A source in Alberta familiar with the company’s action cautioned that there are currently no plans to lay off workers, but Ensign felt legally obligated to alert state employment authorities of the possibility, given the chance of drilling rigs being shut down. Ultimately, whether there are layoffs or not will depend on what Ensign’s customers decide to do with their drilling plans this year, the source said.

A spokesperson with the Western States Petroleum Association (WSPA), which includes the state’s largest oil and gas operators, told NGI on Wednesday that he was unaware of any other layoff announcements, adding that WSPA members are generally the “big guys and can usually weather cyclical changes a little longer than smaller producers.”

He said he had only heard anecdotally that there might be some cutbacks in Kern County and elsewhere, but without any specifics. Similarly, officials at the state Division of Oil, Gas and Geothermal Resources, which oversees oil and gas activity in California, told NGI they were unaware of any specific layoff plans due to the oil price situation.

A major exploration and production company in the state, California Resources Corp. (CRC), which was recently spun off from Occidental Petroleum Corp., has said it is taking a close look at its operating plans and budgets for the new year in light of the steep oil price decline.
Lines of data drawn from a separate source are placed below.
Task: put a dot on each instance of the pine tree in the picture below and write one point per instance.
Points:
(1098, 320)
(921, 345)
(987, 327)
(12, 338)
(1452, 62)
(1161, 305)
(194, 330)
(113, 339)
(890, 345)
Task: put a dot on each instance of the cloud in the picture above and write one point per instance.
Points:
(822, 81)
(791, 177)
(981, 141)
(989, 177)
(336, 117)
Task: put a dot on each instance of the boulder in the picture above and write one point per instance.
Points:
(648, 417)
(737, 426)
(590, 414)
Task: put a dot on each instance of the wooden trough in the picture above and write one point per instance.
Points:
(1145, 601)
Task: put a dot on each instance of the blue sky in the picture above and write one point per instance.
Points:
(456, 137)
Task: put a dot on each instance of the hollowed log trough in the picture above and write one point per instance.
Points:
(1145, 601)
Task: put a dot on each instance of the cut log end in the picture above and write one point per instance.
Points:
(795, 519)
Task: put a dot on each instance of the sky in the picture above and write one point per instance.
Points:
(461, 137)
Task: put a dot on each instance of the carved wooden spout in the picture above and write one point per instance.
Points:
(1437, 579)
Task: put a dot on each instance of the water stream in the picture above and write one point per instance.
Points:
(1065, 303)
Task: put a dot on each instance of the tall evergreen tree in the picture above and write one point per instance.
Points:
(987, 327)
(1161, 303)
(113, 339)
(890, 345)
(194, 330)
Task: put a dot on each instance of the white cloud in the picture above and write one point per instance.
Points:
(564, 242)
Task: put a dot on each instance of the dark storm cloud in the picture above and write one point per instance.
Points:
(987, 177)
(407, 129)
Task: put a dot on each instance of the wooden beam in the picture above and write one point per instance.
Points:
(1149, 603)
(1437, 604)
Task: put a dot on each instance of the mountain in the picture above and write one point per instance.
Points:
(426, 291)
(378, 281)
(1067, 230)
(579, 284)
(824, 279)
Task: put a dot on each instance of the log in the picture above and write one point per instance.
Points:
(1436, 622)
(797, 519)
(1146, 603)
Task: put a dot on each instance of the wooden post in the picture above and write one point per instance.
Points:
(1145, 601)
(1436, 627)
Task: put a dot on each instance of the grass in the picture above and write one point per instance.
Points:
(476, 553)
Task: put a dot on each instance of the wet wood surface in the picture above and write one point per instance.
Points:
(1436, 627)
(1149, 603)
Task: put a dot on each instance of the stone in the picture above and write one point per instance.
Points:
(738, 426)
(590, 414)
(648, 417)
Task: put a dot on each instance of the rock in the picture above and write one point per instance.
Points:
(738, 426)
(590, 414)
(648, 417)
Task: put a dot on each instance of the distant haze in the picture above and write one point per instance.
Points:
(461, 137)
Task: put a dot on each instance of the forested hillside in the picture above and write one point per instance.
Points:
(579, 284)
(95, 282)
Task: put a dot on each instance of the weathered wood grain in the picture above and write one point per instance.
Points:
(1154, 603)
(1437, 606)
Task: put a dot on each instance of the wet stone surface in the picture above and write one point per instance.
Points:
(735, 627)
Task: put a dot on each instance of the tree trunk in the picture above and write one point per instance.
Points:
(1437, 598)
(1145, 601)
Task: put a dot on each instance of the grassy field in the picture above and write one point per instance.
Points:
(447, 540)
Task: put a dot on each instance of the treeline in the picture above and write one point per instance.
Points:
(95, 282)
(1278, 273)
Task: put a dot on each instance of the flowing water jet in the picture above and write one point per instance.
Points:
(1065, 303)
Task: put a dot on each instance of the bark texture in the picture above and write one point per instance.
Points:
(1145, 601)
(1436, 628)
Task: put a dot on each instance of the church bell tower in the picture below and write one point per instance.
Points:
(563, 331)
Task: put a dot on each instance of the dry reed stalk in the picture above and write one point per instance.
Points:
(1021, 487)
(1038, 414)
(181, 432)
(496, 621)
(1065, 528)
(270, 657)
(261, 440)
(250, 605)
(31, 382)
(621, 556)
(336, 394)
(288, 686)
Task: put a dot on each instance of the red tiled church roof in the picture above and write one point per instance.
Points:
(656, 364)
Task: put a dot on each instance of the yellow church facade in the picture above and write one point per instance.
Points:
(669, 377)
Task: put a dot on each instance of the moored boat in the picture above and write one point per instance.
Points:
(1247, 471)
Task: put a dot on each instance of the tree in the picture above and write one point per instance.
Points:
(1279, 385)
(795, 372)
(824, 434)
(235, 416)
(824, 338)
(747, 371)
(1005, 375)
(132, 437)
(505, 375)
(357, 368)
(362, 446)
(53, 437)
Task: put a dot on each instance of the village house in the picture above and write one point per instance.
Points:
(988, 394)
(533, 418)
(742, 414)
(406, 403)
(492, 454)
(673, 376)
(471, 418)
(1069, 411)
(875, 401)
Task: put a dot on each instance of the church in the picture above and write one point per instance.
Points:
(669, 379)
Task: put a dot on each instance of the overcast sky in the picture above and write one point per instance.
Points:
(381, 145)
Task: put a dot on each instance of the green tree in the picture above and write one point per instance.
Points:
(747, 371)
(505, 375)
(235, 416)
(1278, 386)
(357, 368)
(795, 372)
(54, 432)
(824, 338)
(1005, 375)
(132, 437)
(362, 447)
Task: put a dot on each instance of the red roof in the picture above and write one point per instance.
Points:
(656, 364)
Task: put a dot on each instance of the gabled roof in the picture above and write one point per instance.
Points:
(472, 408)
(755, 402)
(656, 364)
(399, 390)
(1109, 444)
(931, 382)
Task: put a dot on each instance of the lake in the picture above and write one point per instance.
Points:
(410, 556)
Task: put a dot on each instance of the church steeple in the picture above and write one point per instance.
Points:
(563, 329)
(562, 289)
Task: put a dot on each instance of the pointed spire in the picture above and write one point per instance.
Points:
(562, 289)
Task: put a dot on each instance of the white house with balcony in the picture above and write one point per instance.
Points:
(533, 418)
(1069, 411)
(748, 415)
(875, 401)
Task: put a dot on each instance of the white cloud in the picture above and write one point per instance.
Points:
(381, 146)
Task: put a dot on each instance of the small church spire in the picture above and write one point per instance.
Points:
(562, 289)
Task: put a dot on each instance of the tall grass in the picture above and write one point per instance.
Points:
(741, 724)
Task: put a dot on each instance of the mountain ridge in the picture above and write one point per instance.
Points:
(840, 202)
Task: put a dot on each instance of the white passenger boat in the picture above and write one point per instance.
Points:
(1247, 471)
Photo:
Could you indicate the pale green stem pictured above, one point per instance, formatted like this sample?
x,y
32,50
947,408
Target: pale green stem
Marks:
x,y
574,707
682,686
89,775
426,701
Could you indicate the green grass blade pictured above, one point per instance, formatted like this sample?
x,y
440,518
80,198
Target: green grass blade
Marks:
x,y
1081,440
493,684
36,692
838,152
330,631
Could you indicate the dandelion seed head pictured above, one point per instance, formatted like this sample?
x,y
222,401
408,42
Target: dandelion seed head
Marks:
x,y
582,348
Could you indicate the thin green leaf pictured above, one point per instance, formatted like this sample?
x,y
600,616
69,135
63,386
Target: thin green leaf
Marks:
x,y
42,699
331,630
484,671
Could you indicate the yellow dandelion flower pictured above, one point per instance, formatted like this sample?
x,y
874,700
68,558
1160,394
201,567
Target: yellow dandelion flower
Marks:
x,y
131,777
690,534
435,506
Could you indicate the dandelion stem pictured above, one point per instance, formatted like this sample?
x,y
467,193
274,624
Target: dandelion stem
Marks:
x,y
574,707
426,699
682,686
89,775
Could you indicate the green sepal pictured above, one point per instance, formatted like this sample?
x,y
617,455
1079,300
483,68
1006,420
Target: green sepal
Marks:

“We do not anticipate employee layoffs based on the current commodity prices [$50/bbl], although our activity level is decreasing,” said Margita Thompson, vice president for communications at CRC. “Since we operate the vast majority of our fields and own much of our acreage in fee, we have the ability to change our activity levels rapidly to reflect market conditions.”

Without giving any specifics, which the company maintains as proprietary, Thompson said CRC is “adjusting” its planning to reflect the current pricing environment as it finalizes its capital plans for this year. “One of our key principles is to live within our cash flow,” she said.

According to the California Employment Development Department (EDD), Kern County had 11,800 people employed in the oil and gas industry in October, a sharp decline from September, when oil prices were dropping but still were above current levels.

In the wake of the last big oil price drop, petroleum industry jobs in the county dropped from 10,300 in November 2008 to 8,400 a year later, according to a recent Bakersfield Californian report.

Ensign’s notice, which was posted on the EDD website, indicated that the layoffs were supposed to be effective in mid-December last year.